2018年07月03日更新

あわよくばファビアンの仕事ショートショートvol.1:ゲーソナルコンピュータ

新連載。お笑いコンビ「あわよくば」のファビアンさんが妄想の赴くままに書き綴る、仕事をテーマにしたショートショートシリーズ第1弾。通勤電車などでお楽しみください(編集部)

10月になった。今年の社員旅行の行き先は山陰だった。

初日は出雲空港に降り立ち、社員全員で出雲大社にお参りした。伊勢神宮と並んで、日本を代表する大きな神社。縁結びで有名なこともあり、カップルや夫婦で参拝している人が多かった。羨ましく思いながら、独身で恋人もいない僕は「イカした女性と知り合えますように」と心で願った。
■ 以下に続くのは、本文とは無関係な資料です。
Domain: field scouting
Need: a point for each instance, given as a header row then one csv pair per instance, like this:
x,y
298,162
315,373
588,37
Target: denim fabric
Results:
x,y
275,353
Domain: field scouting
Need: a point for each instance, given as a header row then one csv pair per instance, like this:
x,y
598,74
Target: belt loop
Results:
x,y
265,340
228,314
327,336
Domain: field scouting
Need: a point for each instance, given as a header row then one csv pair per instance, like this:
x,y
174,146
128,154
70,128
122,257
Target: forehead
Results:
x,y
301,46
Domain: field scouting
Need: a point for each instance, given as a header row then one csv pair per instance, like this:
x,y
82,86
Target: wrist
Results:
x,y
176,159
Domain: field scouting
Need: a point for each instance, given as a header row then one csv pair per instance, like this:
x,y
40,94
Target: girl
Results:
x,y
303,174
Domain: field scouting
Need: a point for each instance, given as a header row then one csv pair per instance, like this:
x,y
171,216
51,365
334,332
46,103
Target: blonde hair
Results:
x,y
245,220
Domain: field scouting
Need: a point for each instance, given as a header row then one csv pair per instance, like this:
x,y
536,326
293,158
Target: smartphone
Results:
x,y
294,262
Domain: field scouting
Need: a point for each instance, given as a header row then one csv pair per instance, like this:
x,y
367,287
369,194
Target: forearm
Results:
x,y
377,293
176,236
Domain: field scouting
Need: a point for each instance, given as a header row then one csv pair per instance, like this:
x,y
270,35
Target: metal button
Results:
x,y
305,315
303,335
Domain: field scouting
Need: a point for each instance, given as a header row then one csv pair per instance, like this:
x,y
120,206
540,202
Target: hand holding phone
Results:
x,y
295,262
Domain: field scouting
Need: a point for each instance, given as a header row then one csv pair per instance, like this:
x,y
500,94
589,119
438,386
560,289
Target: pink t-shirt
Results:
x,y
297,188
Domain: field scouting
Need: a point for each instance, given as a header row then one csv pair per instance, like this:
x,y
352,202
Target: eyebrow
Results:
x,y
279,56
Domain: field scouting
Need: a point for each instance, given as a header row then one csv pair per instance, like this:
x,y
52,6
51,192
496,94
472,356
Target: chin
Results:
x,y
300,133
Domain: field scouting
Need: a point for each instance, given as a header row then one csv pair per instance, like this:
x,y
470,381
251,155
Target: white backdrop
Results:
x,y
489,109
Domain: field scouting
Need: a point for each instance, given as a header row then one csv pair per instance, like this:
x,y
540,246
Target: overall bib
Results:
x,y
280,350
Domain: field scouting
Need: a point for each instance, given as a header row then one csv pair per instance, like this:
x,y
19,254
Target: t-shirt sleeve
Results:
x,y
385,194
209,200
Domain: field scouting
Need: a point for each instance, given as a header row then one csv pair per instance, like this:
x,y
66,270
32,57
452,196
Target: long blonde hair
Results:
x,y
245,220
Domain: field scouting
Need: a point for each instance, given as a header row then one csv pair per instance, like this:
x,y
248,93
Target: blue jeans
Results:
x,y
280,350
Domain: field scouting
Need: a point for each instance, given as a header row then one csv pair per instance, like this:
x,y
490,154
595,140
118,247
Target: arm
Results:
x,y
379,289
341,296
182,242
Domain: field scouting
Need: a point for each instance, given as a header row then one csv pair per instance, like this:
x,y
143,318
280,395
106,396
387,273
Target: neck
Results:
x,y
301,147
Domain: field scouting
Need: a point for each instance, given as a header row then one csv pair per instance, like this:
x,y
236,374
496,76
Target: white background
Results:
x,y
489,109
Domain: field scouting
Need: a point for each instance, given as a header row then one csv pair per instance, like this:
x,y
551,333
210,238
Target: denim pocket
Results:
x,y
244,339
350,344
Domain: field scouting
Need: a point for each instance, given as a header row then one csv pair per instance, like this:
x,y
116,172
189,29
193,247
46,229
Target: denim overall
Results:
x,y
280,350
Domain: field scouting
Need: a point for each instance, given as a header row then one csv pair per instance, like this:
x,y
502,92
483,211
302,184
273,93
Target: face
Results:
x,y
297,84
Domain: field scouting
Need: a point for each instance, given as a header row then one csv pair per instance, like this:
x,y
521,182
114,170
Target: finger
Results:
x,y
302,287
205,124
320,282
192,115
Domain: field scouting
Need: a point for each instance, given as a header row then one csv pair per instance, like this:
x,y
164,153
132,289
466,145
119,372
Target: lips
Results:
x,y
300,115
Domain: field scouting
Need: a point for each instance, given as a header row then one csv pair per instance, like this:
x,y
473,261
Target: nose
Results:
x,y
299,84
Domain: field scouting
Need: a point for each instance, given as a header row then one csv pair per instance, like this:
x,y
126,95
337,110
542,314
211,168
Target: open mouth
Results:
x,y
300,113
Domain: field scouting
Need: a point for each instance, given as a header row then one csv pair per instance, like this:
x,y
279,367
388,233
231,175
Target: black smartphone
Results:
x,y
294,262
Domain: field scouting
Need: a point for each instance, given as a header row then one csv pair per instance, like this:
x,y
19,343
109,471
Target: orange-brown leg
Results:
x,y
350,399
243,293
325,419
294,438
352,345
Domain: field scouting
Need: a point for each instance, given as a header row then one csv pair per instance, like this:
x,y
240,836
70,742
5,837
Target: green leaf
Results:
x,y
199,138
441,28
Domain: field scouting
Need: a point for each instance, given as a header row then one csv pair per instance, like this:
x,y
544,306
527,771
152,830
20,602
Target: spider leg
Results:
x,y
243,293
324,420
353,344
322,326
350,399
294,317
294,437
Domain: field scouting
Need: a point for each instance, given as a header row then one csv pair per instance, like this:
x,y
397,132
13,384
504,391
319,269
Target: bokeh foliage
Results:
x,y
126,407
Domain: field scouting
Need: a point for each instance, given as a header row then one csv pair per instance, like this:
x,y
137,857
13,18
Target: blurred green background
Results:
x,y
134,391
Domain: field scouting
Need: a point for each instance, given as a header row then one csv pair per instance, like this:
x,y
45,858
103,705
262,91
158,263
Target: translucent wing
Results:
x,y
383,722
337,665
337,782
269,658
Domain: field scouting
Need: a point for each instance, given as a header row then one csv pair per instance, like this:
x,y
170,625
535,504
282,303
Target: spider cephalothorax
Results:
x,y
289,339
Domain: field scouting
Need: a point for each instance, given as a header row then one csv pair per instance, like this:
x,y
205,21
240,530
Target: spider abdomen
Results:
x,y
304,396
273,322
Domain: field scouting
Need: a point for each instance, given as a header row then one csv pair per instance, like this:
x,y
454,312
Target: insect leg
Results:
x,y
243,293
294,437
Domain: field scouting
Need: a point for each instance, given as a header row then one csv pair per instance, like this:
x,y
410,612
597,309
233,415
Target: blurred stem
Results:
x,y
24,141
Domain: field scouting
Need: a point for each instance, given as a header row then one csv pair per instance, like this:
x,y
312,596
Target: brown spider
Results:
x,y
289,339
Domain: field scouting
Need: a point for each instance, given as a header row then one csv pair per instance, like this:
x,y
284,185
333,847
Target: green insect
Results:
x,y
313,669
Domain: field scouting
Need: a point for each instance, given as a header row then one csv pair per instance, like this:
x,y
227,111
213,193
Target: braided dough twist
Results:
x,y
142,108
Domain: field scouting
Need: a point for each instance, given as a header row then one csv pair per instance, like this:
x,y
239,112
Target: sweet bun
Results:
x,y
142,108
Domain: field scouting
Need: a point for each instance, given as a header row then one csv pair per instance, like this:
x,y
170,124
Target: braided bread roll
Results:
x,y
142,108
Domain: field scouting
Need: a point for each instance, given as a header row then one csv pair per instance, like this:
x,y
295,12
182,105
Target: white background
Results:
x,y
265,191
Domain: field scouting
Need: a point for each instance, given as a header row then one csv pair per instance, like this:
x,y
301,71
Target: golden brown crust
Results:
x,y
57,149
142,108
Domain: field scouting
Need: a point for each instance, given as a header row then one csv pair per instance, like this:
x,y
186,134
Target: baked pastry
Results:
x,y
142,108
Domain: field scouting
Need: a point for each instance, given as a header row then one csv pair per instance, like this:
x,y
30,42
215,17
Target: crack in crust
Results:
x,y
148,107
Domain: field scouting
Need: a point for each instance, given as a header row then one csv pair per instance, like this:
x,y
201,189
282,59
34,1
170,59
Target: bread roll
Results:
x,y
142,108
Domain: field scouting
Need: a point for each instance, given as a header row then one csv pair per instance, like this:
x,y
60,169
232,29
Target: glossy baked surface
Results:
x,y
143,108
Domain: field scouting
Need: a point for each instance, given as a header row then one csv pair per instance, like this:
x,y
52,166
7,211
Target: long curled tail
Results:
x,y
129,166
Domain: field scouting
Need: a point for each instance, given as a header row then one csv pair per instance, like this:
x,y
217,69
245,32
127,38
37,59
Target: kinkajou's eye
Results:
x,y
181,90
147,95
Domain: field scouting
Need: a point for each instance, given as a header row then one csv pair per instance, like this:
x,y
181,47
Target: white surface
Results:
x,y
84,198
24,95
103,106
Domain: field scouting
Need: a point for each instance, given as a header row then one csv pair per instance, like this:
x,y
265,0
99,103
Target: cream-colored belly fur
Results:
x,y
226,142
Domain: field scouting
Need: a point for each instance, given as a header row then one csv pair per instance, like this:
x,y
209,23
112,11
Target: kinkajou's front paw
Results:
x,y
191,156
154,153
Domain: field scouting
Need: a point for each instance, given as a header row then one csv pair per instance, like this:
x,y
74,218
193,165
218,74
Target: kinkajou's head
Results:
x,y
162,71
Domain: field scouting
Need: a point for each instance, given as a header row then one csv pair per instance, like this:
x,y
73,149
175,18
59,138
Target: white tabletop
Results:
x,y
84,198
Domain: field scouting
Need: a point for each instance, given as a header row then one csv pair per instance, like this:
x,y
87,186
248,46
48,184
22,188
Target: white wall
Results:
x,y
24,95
その時である。僕は主祭神である大国主大神(おおくにぬしのおおかみ)の声を、確かに聞いたのだ。

『お前、恋人が欲しいのか?』
「え?」
『恋人が欲しいんだな』
「は、はい」
『しかし、イカした女性ではワシもわからんぞ。どんな子が好みかね?』
「え、あ、美人な子がいいです。すぐにでも欲しいです」
『美人というと、お伊勢さんの天照大神のような人かな?』
「神様で例えられえてもわからないんですが……」
『では、お前の隣で参拝しているニューヨーク・ヤンキースのキャップを被った子かな?』

ヤンキースを知ってるのか、と思いながら隣に目をやると、そこには中学生くらいの女の子がガムを噛みながら二礼していた。確かに顔立ちは整っている。

「あ、いや、ちょっと若すぎるんですが……」
『わがままなやつだな、もっと具体的に言いたまえ』
「えっと、美人というかハーフのような感じで、25~30歳くらいで、結婚前提に付き合うことができて、透明感があって、気が利いて、頭が良くて、おしゃれで、よく笑って、2人の時には甘えてくる時もあるけどみんなの前ではそうでもなくて……」
『もういい、もういい、わかった』

その時「三浦、何をぶつぶつ言ってんだ」と、部長の声が聞こえた。くそっ、せっかく神様と喋ってたのに、水を差さすなよ。僕は名残惜しさを感じつつ境内を後にした。最後に『まかせなさい』という大国主の声が聞こえたような気がした。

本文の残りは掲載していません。